Karena terpilih menjadi anggota DPR RI periode 2014-2019, dan mulai menjalankan tugas-tugas di parlemen, akhirnya riset dan penulisan disertasi Arsul Sani menjadi tertunda-tunda. Apalagi setelah bertugas sebagai Panja RKUHP dan Pansus RUU Terrorisme.
"Pertengahan tahun 2020, karena waktu tersisa di GCU tinggal sedikit, meski sudah cuti studi, dengan model transfer program doktor, saya mendaftar di Collegium Humanum (CH), Warsaw Management University, untuk program doctor of laws (LL.D)," jelas Arsul Sani.
Sebelum mendaftar, lanjut Arsul Sani, CH dicek ada dalam database perguruan tinggi di website Kemendikbud RI (nama waktu itu), dan ditanyakan ke Kedubes Polandia di Jakarra, dengan keterangan CH adalah sebuah universitas swasta yang terdaftar di Kementerian Pendidikan Polandia.
Oleh karena merupakan program doktor transfer, Arsul Sani tidak diwajibkan mengikuti perkuliahan. Namun demikian beberapa kali kuliah qualitative research methods tetap diikutinya sambil memulai riset dan penulisan disertasi.
Lantaran bersamaan dengan pandemi Covid-19 yang melanda dunia di pertengahan 2020, maka semua program dilakukan dengan daring (online), tidak ada lagi program "campus resident/visit period". "Hal ini karena dilakukannya pembatasan bepergian yang diterapkan banyak negara," ungkap Arsul Sani.
Arsul Sani lantas mengganti topik dan riset disertasinya menjadi tentang penanggulangan terorisme di Indonesia, berbekal pengetahuan yang diperoleh pada saat membahas RUU Terorisme yang menghasilkan UU No 5/2018 (UU Pemberantasan Terorisme Baru, Perubahan atas UU 15/2003).
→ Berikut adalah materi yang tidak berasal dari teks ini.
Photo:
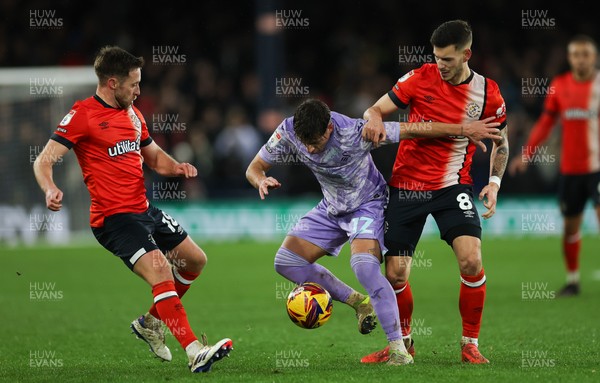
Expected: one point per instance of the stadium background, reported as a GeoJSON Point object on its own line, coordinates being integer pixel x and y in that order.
{"type": "Point", "coordinates": [220, 77]}
{"type": "Point", "coordinates": [66, 306]}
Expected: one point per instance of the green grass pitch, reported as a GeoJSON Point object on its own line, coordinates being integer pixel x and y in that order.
{"type": "Point", "coordinates": [66, 315]}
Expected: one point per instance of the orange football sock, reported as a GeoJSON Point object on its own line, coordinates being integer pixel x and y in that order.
{"type": "Point", "coordinates": [571, 247]}
{"type": "Point", "coordinates": [183, 281]}
{"type": "Point", "coordinates": [470, 303]}
{"type": "Point", "coordinates": [405, 306]}
{"type": "Point", "coordinates": [173, 314]}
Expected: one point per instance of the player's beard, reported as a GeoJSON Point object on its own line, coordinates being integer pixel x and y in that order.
{"type": "Point", "coordinates": [122, 101]}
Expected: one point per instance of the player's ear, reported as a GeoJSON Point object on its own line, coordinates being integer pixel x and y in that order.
{"type": "Point", "coordinates": [467, 54]}
{"type": "Point", "coordinates": [112, 83]}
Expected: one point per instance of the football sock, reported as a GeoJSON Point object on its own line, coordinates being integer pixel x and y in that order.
{"type": "Point", "coordinates": [171, 311]}
{"type": "Point", "coordinates": [405, 306]}
{"type": "Point", "coordinates": [183, 281]}
{"type": "Point", "coordinates": [298, 270]}
{"type": "Point", "coordinates": [368, 272]}
{"type": "Point", "coordinates": [571, 248]}
{"type": "Point", "coordinates": [470, 303]}
{"type": "Point", "coordinates": [355, 299]}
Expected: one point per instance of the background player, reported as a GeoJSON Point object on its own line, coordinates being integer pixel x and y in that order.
{"type": "Point", "coordinates": [448, 91]}
{"type": "Point", "coordinates": [111, 141]}
{"type": "Point", "coordinates": [574, 100]}
{"type": "Point", "coordinates": [355, 195]}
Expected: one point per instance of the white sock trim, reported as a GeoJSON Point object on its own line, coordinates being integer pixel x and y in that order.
{"type": "Point", "coordinates": [165, 295]}
{"type": "Point", "coordinates": [473, 284]}
{"type": "Point", "coordinates": [466, 339]}
{"type": "Point", "coordinates": [401, 290]}
{"type": "Point", "coordinates": [181, 279]}
{"type": "Point", "coordinates": [573, 277]}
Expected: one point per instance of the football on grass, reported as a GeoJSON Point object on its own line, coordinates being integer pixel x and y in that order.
{"type": "Point", "coordinates": [309, 305]}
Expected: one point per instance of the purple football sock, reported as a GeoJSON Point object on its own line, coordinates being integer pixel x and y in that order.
{"type": "Point", "coordinates": [299, 270]}
{"type": "Point", "coordinates": [368, 271]}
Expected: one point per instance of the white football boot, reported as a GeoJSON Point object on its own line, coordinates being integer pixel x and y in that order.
{"type": "Point", "coordinates": [201, 355]}
{"type": "Point", "coordinates": [150, 330]}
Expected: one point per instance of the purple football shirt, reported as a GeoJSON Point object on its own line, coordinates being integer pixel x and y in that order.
{"type": "Point", "coordinates": [345, 169]}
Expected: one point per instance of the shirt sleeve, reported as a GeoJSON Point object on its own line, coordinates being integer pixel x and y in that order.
{"type": "Point", "coordinates": [494, 104]}
{"type": "Point", "coordinates": [278, 148]}
{"type": "Point", "coordinates": [402, 92]}
{"type": "Point", "coordinates": [73, 127]}
{"type": "Point", "coordinates": [392, 134]}
{"type": "Point", "coordinates": [145, 138]}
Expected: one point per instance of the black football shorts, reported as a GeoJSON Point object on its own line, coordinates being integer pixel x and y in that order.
{"type": "Point", "coordinates": [131, 235]}
{"type": "Point", "coordinates": [452, 208]}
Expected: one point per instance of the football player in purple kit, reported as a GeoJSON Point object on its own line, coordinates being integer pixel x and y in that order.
{"type": "Point", "coordinates": [352, 209]}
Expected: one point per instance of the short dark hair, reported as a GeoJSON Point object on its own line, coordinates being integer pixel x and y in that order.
{"type": "Point", "coordinates": [310, 120]}
{"type": "Point", "coordinates": [581, 38]}
{"type": "Point", "coordinates": [114, 61]}
{"type": "Point", "coordinates": [454, 32]}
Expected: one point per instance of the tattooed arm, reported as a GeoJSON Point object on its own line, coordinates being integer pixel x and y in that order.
{"type": "Point", "coordinates": [498, 161]}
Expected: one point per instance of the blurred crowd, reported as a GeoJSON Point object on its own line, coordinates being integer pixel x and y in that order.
{"type": "Point", "coordinates": [208, 84]}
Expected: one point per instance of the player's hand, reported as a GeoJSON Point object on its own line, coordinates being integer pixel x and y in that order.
{"type": "Point", "coordinates": [54, 198]}
{"type": "Point", "coordinates": [186, 170]}
{"type": "Point", "coordinates": [517, 165]}
{"type": "Point", "coordinates": [478, 130]}
{"type": "Point", "coordinates": [489, 196]}
{"type": "Point", "coordinates": [374, 131]}
{"type": "Point", "coordinates": [266, 184]}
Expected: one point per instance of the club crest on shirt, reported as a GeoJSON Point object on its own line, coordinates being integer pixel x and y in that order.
{"type": "Point", "coordinates": [406, 76]}
{"type": "Point", "coordinates": [135, 119]}
{"type": "Point", "coordinates": [67, 118]}
{"type": "Point", "coordinates": [473, 110]}
{"type": "Point", "coordinates": [273, 141]}
{"type": "Point", "coordinates": [501, 111]}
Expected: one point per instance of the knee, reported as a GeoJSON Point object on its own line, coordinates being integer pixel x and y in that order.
{"type": "Point", "coordinates": [195, 262]}
{"type": "Point", "coordinates": [470, 263]}
{"type": "Point", "coordinates": [397, 270]}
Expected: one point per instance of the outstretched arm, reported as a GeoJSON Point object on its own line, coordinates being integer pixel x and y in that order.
{"type": "Point", "coordinates": [498, 161]}
{"type": "Point", "coordinates": [374, 129]}
{"type": "Point", "coordinates": [476, 131]}
{"type": "Point", "coordinates": [256, 175]}
{"type": "Point", "coordinates": [165, 165]}
{"type": "Point", "coordinates": [42, 168]}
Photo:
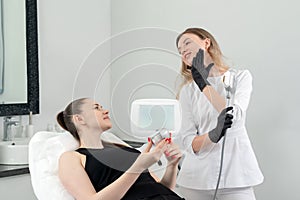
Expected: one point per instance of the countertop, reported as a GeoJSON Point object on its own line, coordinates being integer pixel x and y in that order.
{"type": "Point", "coordinates": [13, 170]}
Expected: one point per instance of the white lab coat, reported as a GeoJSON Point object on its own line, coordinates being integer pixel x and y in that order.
{"type": "Point", "coordinates": [200, 170]}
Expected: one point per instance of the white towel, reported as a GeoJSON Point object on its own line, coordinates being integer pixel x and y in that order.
{"type": "Point", "coordinates": [45, 148]}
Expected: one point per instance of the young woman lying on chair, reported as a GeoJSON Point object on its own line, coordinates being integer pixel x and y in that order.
{"type": "Point", "coordinates": [99, 170]}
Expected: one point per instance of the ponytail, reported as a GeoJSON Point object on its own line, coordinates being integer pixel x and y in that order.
{"type": "Point", "coordinates": [65, 118]}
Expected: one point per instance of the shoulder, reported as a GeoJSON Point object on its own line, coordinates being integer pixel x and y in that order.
{"type": "Point", "coordinates": [70, 157]}
{"type": "Point", "coordinates": [188, 89]}
{"type": "Point", "coordinates": [242, 75]}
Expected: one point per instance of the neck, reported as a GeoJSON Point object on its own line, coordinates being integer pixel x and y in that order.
{"type": "Point", "coordinates": [90, 139]}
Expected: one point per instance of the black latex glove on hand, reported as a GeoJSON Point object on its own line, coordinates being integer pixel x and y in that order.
{"type": "Point", "coordinates": [199, 71]}
{"type": "Point", "coordinates": [224, 122]}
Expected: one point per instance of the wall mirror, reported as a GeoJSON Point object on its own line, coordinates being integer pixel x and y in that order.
{"type": "Point", "coordinates": [19, 77]}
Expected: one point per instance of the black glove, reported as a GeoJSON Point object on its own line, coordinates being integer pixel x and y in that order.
{"type": "Point", "coordinates": [224, 122]}
{"type": "Point", "coordinates": [199, 71]}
Judul disertasinya di CH menjadi "Re-examining the considerations of national security interests and human rights protection in counter-terrorism legal policy: a case study on Indonesia with focus on post Bali-bombings development".
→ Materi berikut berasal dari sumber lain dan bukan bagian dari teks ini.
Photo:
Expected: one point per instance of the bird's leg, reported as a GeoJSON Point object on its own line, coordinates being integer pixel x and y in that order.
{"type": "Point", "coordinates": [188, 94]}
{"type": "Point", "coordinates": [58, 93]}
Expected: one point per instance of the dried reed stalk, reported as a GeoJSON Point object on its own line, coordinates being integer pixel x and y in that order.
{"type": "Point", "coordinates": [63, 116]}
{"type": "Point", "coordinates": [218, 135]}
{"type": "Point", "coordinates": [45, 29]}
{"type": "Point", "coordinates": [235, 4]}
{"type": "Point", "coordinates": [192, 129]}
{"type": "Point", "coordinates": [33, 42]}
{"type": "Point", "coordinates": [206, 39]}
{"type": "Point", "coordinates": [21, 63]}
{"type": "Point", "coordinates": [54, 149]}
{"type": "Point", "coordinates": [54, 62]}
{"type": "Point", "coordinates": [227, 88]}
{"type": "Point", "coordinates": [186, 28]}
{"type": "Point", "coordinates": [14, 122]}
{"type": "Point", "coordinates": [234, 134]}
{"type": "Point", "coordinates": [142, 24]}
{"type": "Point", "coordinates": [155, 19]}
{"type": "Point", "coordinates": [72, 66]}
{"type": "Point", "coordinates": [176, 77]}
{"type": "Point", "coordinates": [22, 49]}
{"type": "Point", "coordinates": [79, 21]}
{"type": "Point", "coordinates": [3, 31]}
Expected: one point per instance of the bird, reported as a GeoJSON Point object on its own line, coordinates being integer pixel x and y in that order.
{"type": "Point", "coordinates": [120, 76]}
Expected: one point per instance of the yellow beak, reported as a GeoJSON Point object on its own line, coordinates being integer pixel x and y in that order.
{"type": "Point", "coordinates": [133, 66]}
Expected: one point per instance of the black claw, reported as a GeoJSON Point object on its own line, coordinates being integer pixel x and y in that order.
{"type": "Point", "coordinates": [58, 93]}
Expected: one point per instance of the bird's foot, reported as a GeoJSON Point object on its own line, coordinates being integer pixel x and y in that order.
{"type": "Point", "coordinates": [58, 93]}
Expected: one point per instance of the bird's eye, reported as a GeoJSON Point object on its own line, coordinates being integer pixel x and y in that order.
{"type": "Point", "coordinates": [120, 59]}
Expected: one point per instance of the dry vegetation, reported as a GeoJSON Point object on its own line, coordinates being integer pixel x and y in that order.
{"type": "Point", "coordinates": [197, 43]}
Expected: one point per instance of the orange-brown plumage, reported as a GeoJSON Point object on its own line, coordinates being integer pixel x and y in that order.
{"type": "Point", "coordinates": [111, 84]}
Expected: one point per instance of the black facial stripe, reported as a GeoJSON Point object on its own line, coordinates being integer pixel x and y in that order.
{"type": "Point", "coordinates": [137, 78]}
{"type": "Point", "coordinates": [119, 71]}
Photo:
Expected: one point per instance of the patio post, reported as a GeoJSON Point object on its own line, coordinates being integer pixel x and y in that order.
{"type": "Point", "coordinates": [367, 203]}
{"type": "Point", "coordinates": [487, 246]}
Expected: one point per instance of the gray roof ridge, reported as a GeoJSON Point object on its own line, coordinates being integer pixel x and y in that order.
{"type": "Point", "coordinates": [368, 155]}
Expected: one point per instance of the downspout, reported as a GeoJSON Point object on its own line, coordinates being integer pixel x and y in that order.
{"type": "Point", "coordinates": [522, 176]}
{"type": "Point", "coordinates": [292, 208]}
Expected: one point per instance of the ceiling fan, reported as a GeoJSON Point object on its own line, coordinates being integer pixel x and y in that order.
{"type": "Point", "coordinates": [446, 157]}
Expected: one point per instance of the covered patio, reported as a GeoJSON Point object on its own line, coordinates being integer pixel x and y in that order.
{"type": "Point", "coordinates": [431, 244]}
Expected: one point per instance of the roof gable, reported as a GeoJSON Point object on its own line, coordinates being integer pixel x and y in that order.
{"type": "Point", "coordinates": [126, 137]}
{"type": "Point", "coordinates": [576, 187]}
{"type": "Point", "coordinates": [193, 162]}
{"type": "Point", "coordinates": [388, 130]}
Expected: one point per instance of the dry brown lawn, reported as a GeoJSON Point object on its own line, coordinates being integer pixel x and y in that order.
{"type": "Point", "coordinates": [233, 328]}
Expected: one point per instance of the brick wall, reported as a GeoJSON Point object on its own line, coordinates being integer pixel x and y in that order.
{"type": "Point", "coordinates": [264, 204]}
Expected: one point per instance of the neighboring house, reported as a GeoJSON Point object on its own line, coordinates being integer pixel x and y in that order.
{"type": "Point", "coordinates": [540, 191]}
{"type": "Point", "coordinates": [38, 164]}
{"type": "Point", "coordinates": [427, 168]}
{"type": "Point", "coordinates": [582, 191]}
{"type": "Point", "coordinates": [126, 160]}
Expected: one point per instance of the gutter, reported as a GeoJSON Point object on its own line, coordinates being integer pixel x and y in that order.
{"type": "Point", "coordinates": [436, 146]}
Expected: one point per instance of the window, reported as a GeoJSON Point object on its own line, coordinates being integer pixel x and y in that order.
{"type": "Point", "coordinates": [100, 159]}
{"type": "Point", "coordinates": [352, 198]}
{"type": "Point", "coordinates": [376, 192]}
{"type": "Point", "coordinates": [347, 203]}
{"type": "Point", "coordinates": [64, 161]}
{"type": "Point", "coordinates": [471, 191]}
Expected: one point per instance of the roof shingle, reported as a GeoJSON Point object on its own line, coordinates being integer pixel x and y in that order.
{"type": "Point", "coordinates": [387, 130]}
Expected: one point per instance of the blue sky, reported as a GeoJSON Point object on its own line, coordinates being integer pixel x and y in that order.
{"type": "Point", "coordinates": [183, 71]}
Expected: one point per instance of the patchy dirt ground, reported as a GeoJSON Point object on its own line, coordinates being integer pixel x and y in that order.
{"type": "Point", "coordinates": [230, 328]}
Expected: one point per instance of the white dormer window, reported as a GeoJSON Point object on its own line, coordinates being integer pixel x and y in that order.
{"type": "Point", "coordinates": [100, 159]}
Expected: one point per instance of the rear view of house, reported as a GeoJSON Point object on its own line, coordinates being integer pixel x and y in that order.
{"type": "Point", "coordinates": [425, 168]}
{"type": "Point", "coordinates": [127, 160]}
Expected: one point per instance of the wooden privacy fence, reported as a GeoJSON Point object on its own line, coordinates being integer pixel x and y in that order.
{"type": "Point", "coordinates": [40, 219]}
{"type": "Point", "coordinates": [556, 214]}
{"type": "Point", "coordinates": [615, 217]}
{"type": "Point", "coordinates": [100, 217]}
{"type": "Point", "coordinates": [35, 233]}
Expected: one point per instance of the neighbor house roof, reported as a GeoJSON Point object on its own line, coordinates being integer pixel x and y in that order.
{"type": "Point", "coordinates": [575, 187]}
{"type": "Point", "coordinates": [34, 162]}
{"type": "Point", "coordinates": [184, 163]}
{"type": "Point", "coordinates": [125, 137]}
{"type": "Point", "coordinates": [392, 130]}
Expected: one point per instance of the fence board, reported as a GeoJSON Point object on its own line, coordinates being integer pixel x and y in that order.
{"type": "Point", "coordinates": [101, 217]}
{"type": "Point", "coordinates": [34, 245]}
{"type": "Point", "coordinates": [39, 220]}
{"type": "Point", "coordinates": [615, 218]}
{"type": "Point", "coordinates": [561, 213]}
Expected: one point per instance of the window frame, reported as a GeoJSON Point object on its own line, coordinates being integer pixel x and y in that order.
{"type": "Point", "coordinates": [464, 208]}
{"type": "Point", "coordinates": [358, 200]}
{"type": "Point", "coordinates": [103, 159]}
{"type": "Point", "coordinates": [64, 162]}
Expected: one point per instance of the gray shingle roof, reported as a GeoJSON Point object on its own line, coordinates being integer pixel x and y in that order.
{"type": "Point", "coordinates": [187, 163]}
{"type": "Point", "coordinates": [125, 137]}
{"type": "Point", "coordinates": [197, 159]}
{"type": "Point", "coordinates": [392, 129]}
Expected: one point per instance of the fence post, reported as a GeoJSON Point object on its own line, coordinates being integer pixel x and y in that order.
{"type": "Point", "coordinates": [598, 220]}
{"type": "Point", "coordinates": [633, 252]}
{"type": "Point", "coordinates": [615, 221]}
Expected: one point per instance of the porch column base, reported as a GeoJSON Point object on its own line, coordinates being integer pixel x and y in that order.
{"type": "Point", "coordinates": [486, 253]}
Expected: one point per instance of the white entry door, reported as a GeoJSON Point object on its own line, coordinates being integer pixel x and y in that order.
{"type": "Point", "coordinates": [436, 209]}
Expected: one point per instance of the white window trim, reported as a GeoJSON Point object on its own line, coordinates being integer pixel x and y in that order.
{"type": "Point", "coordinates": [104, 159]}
Disertasi tersebut diselesaikan Arsul Sani dan diuji melalui "viva voce" (semacam ujian promosi doktoral) pada Juni 2022, dan dinyatakan lulus setelah dua tahun program transfer doktoralnya.
Pada Maret 2023, Arsul Sani mengikuti wisuda doktoral CH, di Kota Warsawa, Polandia. Hadir juga sebagai tamu undangan kehormatan CH di wisuda tersebut, yakni Ibu Dubes RI untuk Polandia, Anita Lidya Luhulima.
Akhir tahun 2023, disertasi Arsul Sani diterbitkan Penerbit Buku Kompas dengan judul "Keamanan Nasioal dan Perlindungan HAM: Dialektika Kontraterorisme di Indonesia".
Pada awal tahun 2024, Arsul Sani mendengar kabar bahwa Rektor CH ditahan KPK Polandia karena penyuapan kepada pejabat Kementerian Pendidikan untuk pengurusan izin program "eksekutif MBA", yang pesertanya mayoritas para pejabat/politisi yang akan ditunjuk menjadi direksi/komisaris BUMN Polanda.
Ini karena di Polandia syarat mereka untuk menjabat di BUMN-nya harus memiliki latar belakang studi manajemen/bisnis administrasi. CH di bawah administrator/pengurusan yang ditunjuk/disetujui Kementerian Pendidikan Polandia.
Kemudian tidak lama CH Warsaw Management University, berganti nama menjadi (dalam bahasa Inggris): University of Business and Applied Sciences Varsovia.
"Peristiwa Rektor CH ditahan tersebut terjadi lebih dari satu tahun setelah saya lulus," kata Arsul Sani menegaskan.